Published online by Cambridge University Press: 05 June 2025
On 31 December 2019, an email was sent by the Taiwan Centers for Disease Control to the World Health Organization (WHO). The Taiwanese had learned from online sources that there had been at least seven cases of “atypical pneumonia” in Wuhan, China; they were alerting the WHO to that effect while also requesting further information.
In China, the term “atypical pneumonia” is commonly used to refer to SARS (severe acute respiratory syndrome), a disease with human-to-human transmission caused by coronavirus. Hence the message suggested the Taiwanese authorities were suspecting an outbreak and were particularly worried in light of the upcoming Lunar New Year holiday and associated travel. They also contacted the Chinese Centre for Disease Control and Prevention for more information.
The response from both the WHO and from the relevant Chinese authorities was procedural but ultimately underwhelming. The WHO triggered its incident management mechanism and began assessment of the situation, including through meeting with reluctant Chinese officials in Beijing to gather more information, and through issuing technical guidance to its member states. But by the time the WHO declared from its Geneva HQ the novel coronavirus outbreak a public health emergency of international concern (PHEIC) on 30 January 2020, a number of countries in the Pacific region had already reported multiple cases and confirmed humanto- human transmission, while undoubtedly the disease had spread far beyond. The rest is history.

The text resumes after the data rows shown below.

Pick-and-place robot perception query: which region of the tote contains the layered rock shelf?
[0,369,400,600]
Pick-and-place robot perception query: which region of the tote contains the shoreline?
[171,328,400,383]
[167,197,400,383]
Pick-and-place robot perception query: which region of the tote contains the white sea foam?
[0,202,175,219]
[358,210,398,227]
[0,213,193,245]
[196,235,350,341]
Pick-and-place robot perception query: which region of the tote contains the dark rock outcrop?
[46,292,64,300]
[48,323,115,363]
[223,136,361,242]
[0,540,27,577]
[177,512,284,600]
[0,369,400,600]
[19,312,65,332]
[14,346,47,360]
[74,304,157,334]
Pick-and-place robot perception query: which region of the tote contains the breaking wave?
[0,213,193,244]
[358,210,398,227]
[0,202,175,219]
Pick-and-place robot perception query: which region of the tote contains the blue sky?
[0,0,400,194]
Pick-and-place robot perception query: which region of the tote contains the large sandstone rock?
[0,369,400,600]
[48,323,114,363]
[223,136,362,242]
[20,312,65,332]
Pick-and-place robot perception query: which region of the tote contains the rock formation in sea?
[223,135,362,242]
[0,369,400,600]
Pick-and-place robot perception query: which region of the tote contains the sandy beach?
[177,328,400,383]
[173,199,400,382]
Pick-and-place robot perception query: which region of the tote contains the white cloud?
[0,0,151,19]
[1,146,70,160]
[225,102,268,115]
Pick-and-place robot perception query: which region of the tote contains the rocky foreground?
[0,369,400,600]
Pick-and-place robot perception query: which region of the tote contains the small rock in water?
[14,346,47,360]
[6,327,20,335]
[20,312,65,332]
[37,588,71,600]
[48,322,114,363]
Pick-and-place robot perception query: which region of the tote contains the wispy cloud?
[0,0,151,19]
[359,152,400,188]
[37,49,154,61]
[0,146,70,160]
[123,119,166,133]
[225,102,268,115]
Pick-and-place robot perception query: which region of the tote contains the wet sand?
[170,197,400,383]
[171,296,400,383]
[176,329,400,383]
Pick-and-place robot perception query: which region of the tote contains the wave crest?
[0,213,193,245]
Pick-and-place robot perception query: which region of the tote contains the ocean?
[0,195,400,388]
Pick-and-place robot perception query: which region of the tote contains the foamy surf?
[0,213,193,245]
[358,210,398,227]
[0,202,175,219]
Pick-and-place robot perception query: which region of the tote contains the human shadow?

This email exchange highlights in a stark and succinct way the quandary of collective action to preserve the global commons in the twenty-first century – in this case averting a health pandemic. A venerable mission-specific global institution entrusted with world health, faced with limits to its remit and its power and – most importantly – encountering national political reticence for acknowledging the gravity of the situation and taking rapid decisions, is no match for a fast-transmitting but predictable (and indeed previously predicted) virus.
There had been no shortage of advance warnings. Since 2000 at least, increasingly frequent outbreaks of infectious diseases, some of which frightened global public opinion, had led the WHO to strengthen its procedures and give itself new legal powers. And yet, when the pandemic broke out, the existing global governance framework failed spectacularly.